Generic validation like "make sure it works" or "verify correctness" is NOT acceptable.
Required Components
Every validation must include:
-
Command - Exact command to run for automated verification
- Must be copy-pasteable
- Should be deterministic (same input = same output)
- PREFER tests that exercise the code over simple import checks
-
Expected - Precise expected outcome
- Specific output, return code, or behavior
- Measurable and verifiable
- Examples: "Test passes", "All 3 tests pass", "Returns exit code 0"
-
Manual Check (when automated verification isn't sufficient)
- Code quality checks (docstrings, type hints present)
- Visual/structural verification
Validation Philosophy
DO: Write tests that exercise the code
- Run pytest tests that call the function with real inputs
- Verify the function produces expected outputs
- Test edge cases and error handling
DON'T: Use simple import checks as primary validation
- Importing only verifies the function exists, not that it works
- Import checks are acceptable as "smoke tests" but should be supplemented with real tests
Testing Requirements Format
Use Given/When/Then format for test scenarios:
## Testing Requirements
### Unit Tests
#### Test File: `tests/test_<module>.py`
- **Test 1**: `test_<function_name>_success_case`
- Given: [Initial state]
- When: [Action]
- Then: [Expected outcome]
- **Test 2**: `test_<function_name>_edge_case`
- Given: [Edge case setup]
- When: [Action]
- Then: [Expected handling]
- **Test 3**: `test_<function_name>_error_handling`
- Given: [Error condition]
- When: [Action]
- Then: [Expected error/exception]
### Integration Tests
- **Scenario 1**: [End-to-end flow description]

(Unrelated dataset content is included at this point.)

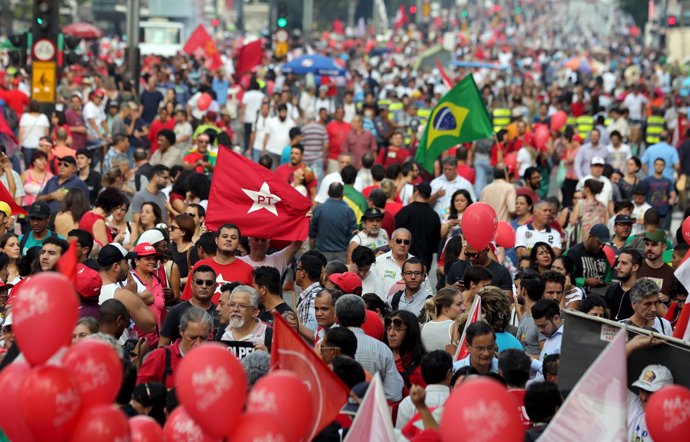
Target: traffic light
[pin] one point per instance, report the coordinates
(282, 14)
(45, 19)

- **Scenario 2**: [Integration between components]
Code Quality Checklist
Include this checklist in every plan:
## Code Quality Requirements
- [ ] All functions have type hints
- [ ] All public APIs have Google-style docstrings
- [ ] Code follows project conventions
- [ ] No code duplication (DRY principle)

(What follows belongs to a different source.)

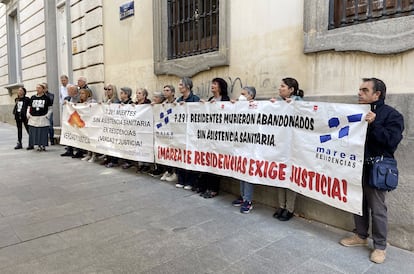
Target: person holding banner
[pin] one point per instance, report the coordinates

- [ ] Error handling with clear messages
- [ ] Passes `uv run ruff check`
- [ ] Passes `uv run ty check .`
- [ ] Passes docstring linting
Acceptance Criteria Format
## Acceptance Criteria
### Functional Acceptance
- [ ] [Specific, testable criterion 1]
- [ ] [Specific, testable criterion 2]
- [ ] [Specific, testable criterion 3]
### Quality Acceptance
- [ ] All unit tests pass (`uv run pytest`)
- [ ] All public functions have a test
- [ ] Code coverage >= 90%
- [ ] Type checking passes (`uv run ty check .`)

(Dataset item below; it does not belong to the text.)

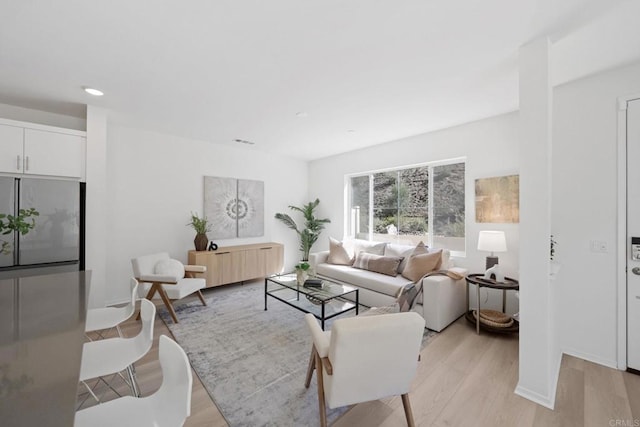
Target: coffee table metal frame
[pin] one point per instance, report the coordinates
(324, 303)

- [ ] Linting passes (`uv run ruff check`)
- [ ] Docstring validation passes
- [ ] No security vulnerabilities
### Documentation Acceptance
- [ ] Code is documented with Google-style docstrings
- [ ] README updated (if applicable)
- [ ] Examples provided in docstrings
Bug Fix Pattern (TDD)
Bug fixes follow Test-Driven Development:
Pattern: Identify → Reproduce → Fix → Validate
- Identify: Locate buggy code and understand root cause
- Reproduce: Write test FIRST that reproduces the bug (verify test FAILS)
- Fix: Make minimal change to fix bug (verify test now PASSES)
- Edge Cases: Add tests for related scenarios (prevent similar bugs)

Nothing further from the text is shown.